During the Precision Passing event, each of the conference’s three quarterbacks battled it out in a one-minute accuracy competition, attempting to accumulate points by hitting as many targets as possible. The quarterback with the highest individual score among all participants was the winner, earning three points for his conference. There were a total of 10 targets, some static and others moving (and each worth a different amount, ranging from one to five points).

One of the toughest targets was one hanging off of a drone that flew back and forth on one side of the field.

You can check out a 10-minute clip of the whole NFL Pro Bowl Skills Showdown Precision Passing event here, and if you start at around the 6:10 mark, you can even see the drone-touting target get hit.

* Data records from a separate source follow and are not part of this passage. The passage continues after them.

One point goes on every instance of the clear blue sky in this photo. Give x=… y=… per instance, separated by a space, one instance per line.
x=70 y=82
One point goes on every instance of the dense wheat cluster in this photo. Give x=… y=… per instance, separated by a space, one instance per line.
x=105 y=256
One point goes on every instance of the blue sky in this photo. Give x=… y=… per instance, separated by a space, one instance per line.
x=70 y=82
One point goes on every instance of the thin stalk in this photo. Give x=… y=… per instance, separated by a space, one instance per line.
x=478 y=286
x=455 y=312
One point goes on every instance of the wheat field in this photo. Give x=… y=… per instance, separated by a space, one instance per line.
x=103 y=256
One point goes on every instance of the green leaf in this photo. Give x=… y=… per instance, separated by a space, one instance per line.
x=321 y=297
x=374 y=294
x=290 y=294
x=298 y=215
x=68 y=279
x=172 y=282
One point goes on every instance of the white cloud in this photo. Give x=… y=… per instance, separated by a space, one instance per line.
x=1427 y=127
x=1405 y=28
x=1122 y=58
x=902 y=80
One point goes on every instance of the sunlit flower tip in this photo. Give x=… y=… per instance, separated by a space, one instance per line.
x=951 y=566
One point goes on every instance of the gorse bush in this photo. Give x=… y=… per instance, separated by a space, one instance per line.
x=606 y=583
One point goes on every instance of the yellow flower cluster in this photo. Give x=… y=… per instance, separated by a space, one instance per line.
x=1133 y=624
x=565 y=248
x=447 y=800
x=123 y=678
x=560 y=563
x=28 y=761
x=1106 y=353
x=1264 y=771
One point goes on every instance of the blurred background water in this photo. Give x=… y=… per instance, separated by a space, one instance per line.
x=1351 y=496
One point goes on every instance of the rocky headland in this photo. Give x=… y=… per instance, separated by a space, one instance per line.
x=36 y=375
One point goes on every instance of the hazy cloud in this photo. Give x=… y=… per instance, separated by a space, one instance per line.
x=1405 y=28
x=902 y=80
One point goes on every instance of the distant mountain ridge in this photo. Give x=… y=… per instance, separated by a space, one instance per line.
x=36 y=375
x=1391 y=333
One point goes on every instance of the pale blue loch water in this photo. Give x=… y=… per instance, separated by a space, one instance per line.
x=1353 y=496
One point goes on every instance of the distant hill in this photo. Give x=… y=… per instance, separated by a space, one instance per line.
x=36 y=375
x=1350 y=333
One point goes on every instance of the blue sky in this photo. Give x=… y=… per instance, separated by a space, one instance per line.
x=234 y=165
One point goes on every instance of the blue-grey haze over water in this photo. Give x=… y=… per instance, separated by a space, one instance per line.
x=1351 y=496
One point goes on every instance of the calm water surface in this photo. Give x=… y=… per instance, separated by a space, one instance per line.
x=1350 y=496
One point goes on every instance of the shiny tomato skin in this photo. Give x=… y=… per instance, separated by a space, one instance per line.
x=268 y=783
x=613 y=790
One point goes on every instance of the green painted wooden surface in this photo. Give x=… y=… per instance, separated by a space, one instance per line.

And no, the drone doesn’t come tumbling down.

Watch the creative ways a quarterback uses a drone via the NFL Pro Bowl Skills Showdown here (depending on your region, you may have to click out to the YouTube link to watch this video, as the NFL has certain sharing rights):

It’s all kind of comical, and shows that the creative use cases for drones are pretty limitless — even if you’re a pro NFL quarterback. A contraption to build a moving target could be complicated and expensive, but considering you can get a solid DJI drone for less than $400 (thanks, new DJI Mavic 2 SE!), a moving target doesn’t have to be.

This is not actually the first time that drones have been used in the NFL’s Pro Bowl Skills Showdown. In 2017, the NFL added an activity called the WR Drone Drop, where a drone flies high into the air and drops a football for a receiver to catch.

Speaking of the NFL, don’t forget that this weekend is Super Bowl Sunday. It’s set for Sunday, February 12 at State Farm Stadium in Glendale, Arizona. And as is the case every year, the area is a “No Drone Zone” for most of the weekend. The Temporary Flight Restriction (TFR) around the area is pretty wide, so basically don’t plan on flying a drone around Phoenix this coming weekend.